Furthermore, the gospel of John itself provides a more than historically plausible insight as to why Jesus might not have been arrested during an initial temple cleansing. The proverbial straw that broke the camel’s back leading to the arrest and trial of Jesus would quite logically have resulted from a late, not an early, temple cleansing. Not only so, but the Jewish leaders did not arrest Jesus in the early stages of His ministry for fear of the multitudes who were in awe of Christ’s teachings and miracles (Mark 12:12; John 7).

Finally, as even a cursory reading reveals, John not only kairologically (see below) orders his gospel by theme (e.g., seven signs, seven-day opening, seven-day account of the passion, etc.) but presents a more highly developed Christology than that offered in the Synoptics. As such, John says that the Word became flesh and tabernacled among us (1:14), which fulfills the Old Testament promise that God’s glory would again return to His temple (e.g., Malachi 3:1). Moreover, John reinterprets the meaning of Passover by revealing Jesus as the quintessential Passover lamb (John 1:29, 36). As such, it could be logically (and charitably) surmised that John might introduce his account of Christ’s temple cleansing early in his gospel narrative—and within a context in which Jesus is revealed as the substance that fulfills the types and shadows of temple, priest, and sacrifice.
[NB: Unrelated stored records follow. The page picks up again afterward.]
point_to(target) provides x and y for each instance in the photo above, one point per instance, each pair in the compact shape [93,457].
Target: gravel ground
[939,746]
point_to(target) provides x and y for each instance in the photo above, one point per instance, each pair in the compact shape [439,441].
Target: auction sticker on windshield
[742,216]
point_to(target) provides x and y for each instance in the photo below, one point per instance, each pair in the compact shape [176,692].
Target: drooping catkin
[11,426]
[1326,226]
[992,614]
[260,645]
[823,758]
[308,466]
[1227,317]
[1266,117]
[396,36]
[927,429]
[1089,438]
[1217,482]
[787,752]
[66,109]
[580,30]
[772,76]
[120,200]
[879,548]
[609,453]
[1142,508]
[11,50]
While such a notion does not set well with a fundamentalist reading of literature, it accords well with a nuanced and highly sophisticated reckoning of time particular to the ancients (i.e. a kairological interpretation, which reckons time not in terms of our familiar chronological ordering but in terms of a quality of purpose in which an event is said to occur at “just the right time” [cf. Genesis 1 and 2]). In other words, even if there was only one historical temple cleansing, one might logically assume that John communicates it kairologically as opposed to chronologically.

The very fact that a number of plausible resolutions have been forwarded precludes the charge that the gospel accounts are contradictory.